OKLAHOMA CITY —
A federal judge on Friday dismissed one of two lawsuits over whether black slaves once owned by members of the Cherokee Nation have the right to tribal citizenship.
U.S. District Judge Henry Kennedy in Washington ruled that a lawsuit brought by the slaves’ descendants alleging that about 2,800 freedmen were disenfranchised in violation of the 13th Amendment of the U.S. Constitution and the Treaty of 1866 could not proceed because the tribe was not a defendant in the case and couldn’t be compelled to abide by the court’s ruling.
The dismissed suit also claimed the Treaty of 1866 gave the freedmen and their descendants “all the rights of native Cherokees.”
The tribe at one time was a defendant in the 2003 lawsuit but it was dismissed. The tribe’s chief and officials at the U.S. Department of the Interior, which includes the Bureau of Indian Affairs, also were named as defendants.
Friday’s ruling doesn’t affect a court order issued last week that allows the freedmen to vote in the special election for principal chief. A tribal supreme court order reinstated a tribal constitutional amendment that effectively kicked the freedmen out of the tribe and wouldn’t allow them to participate in balloting.

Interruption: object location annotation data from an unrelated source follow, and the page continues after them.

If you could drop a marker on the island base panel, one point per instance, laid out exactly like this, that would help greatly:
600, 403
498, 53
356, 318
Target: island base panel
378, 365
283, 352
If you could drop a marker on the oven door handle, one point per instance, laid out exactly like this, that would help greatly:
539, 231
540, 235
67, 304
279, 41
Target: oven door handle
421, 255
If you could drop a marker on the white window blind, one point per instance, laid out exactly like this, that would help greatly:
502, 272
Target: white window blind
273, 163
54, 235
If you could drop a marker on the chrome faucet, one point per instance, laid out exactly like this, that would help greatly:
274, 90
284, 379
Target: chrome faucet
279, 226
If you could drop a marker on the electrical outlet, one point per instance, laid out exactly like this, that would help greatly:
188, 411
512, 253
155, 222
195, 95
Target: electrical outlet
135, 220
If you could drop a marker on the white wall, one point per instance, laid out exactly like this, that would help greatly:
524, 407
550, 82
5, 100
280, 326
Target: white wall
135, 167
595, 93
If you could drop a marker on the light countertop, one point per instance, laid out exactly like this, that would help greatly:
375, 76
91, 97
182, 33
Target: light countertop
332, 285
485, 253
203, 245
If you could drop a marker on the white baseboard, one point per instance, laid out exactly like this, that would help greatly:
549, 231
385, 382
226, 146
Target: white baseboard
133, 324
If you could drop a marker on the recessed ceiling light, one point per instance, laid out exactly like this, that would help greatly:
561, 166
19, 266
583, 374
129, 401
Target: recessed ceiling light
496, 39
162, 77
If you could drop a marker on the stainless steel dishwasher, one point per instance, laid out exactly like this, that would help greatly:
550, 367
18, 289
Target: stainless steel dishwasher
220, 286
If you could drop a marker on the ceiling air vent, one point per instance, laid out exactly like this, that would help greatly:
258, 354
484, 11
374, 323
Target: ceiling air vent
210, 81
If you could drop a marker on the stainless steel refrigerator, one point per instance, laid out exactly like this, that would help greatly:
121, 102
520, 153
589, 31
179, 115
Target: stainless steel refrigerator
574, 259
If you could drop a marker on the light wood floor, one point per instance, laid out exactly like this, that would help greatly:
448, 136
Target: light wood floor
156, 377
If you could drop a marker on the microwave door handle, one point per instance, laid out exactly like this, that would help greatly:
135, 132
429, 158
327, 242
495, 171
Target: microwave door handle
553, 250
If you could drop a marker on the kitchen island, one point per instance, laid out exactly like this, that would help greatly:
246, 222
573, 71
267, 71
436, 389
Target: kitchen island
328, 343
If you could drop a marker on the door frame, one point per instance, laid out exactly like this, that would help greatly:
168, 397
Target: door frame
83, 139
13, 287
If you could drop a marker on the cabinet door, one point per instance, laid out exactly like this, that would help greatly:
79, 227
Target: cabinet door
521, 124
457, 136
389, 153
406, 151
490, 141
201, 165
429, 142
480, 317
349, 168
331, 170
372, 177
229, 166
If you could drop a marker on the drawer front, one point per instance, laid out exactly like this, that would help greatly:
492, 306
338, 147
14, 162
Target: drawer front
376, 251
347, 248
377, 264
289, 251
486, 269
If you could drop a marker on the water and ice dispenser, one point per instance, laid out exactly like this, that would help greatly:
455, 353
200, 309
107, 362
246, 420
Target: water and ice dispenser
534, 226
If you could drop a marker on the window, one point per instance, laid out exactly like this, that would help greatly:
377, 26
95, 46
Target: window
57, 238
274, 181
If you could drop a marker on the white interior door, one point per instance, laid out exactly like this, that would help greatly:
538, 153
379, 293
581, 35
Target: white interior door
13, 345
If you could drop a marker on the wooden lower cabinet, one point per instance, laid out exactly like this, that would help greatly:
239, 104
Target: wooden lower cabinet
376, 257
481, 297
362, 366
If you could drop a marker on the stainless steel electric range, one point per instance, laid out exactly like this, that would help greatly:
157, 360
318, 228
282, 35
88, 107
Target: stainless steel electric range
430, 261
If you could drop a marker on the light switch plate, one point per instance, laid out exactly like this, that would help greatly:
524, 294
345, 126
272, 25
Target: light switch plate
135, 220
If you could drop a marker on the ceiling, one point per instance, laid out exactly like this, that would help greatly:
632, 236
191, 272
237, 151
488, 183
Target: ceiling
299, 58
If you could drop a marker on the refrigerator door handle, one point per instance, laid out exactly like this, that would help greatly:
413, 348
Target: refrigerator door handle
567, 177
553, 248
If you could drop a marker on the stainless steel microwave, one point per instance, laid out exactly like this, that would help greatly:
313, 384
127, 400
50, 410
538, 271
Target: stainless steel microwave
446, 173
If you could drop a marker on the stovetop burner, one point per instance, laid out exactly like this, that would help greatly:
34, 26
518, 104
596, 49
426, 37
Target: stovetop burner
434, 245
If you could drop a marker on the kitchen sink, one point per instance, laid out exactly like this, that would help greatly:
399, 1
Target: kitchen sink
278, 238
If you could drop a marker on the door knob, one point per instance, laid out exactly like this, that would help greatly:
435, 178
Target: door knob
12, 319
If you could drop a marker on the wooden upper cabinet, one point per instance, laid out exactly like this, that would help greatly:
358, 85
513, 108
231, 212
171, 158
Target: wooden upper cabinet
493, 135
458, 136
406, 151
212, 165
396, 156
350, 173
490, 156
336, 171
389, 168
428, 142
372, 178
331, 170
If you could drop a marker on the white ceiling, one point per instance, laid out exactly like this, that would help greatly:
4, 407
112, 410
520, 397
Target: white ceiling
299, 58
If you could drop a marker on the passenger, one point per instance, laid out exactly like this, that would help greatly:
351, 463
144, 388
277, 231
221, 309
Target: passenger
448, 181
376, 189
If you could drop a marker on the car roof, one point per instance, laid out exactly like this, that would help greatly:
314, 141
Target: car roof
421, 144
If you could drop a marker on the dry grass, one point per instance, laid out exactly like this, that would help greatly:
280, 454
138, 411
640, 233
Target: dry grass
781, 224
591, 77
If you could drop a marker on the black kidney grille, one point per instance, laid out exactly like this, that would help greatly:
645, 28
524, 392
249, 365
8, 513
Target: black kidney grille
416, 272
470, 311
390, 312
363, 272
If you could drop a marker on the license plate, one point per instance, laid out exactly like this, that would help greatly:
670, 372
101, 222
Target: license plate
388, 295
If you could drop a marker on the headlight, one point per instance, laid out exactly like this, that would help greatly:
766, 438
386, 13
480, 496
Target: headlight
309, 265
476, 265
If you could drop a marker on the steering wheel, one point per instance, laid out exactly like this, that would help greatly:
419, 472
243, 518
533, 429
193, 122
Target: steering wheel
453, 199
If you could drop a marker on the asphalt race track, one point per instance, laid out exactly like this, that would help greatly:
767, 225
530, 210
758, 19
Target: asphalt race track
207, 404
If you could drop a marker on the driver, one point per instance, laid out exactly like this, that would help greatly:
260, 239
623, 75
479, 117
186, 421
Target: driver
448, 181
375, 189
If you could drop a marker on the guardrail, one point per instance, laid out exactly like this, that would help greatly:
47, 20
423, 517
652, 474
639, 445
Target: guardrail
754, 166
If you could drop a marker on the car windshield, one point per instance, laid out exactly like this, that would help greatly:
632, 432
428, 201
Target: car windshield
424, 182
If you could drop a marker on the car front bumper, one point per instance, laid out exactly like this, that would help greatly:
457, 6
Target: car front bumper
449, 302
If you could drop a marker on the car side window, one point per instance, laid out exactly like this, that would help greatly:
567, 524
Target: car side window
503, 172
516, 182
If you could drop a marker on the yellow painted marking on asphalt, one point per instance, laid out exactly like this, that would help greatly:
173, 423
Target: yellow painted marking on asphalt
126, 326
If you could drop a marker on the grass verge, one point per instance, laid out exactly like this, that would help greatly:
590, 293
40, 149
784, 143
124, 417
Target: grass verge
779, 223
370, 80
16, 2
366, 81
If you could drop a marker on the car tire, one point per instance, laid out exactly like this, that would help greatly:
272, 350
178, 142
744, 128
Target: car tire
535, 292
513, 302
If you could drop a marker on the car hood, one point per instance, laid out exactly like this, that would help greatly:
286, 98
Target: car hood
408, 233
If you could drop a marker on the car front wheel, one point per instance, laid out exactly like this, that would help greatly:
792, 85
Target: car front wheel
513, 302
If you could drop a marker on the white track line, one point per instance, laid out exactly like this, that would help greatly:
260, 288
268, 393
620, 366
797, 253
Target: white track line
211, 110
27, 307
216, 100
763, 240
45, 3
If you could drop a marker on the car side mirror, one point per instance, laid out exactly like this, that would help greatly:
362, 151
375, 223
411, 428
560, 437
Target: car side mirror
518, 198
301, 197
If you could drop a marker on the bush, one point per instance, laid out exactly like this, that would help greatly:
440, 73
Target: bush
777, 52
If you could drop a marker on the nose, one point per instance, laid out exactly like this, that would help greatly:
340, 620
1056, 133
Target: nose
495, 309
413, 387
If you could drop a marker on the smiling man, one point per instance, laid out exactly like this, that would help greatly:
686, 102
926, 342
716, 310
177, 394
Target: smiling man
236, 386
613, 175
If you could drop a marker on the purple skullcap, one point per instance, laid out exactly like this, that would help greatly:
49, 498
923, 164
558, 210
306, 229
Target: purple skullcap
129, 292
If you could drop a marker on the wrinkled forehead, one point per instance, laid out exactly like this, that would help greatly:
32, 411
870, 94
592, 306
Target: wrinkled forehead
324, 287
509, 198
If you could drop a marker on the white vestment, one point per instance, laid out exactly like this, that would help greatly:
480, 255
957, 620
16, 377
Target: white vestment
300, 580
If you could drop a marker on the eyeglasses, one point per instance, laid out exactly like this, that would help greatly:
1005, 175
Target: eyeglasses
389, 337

Kennedy also transferred a second lawsuit by the Cherokee Nation against another group of freedmen back to federal court in Tulsa, where it was initially filed. In that lawsuit, the tribe argued that federal statutes modified the 1866 treaty in a way that no longer provided the Freedmen rights to citizenship.
Kennedy wrote that the lawsuit, Cherokee Nation v. Nash, offers the freedmen an alternative forum for the legal issues underlying the case to be addressed.
“Unlike a potential judgment in this case, which would not bind the Cherokee Nation, the Cherokee Nation is the plaintiff in Nash and would be bound by any judgment rendered in that suit,” he wrote.
Attorney Jon Velie, who represents the descendants, said he was disappointed with the ruling but added the fight isn’t over.
“It’s a technical ruling. It didn’t determine whether the treaty was valid or whether the freedmen were or were not citizens,” Velie told The Associated Press Friday night.
Tribal attorney general Diane Hammons said Kennedy’s ruling upheld arguments the tribe made more than two years ago.
“The order from Judge Kennedy was exactly what the Cherokee Nation had asked for: a full dismissal of the Vann case and a transfer of the Nash case, brought by the Cherokee Nation, back to Oklahoma where it was filed and where it should be heard.”
Chief Chad Smith, who was principal chief when the litigation was initially filed, praised the ruling.
“Today’s ruling proves that when the Cherokee Nation stands up and fights for its rights, it can win,” he said in a statement.
Marilyn Vann, the lead plaintiff in the dismissed lawsuit, said she isn’t sure if an appeal of the ruling will be sought.
“All we ever wanted is our rights, the rights our ancestors were promised and we’re trying to defend.”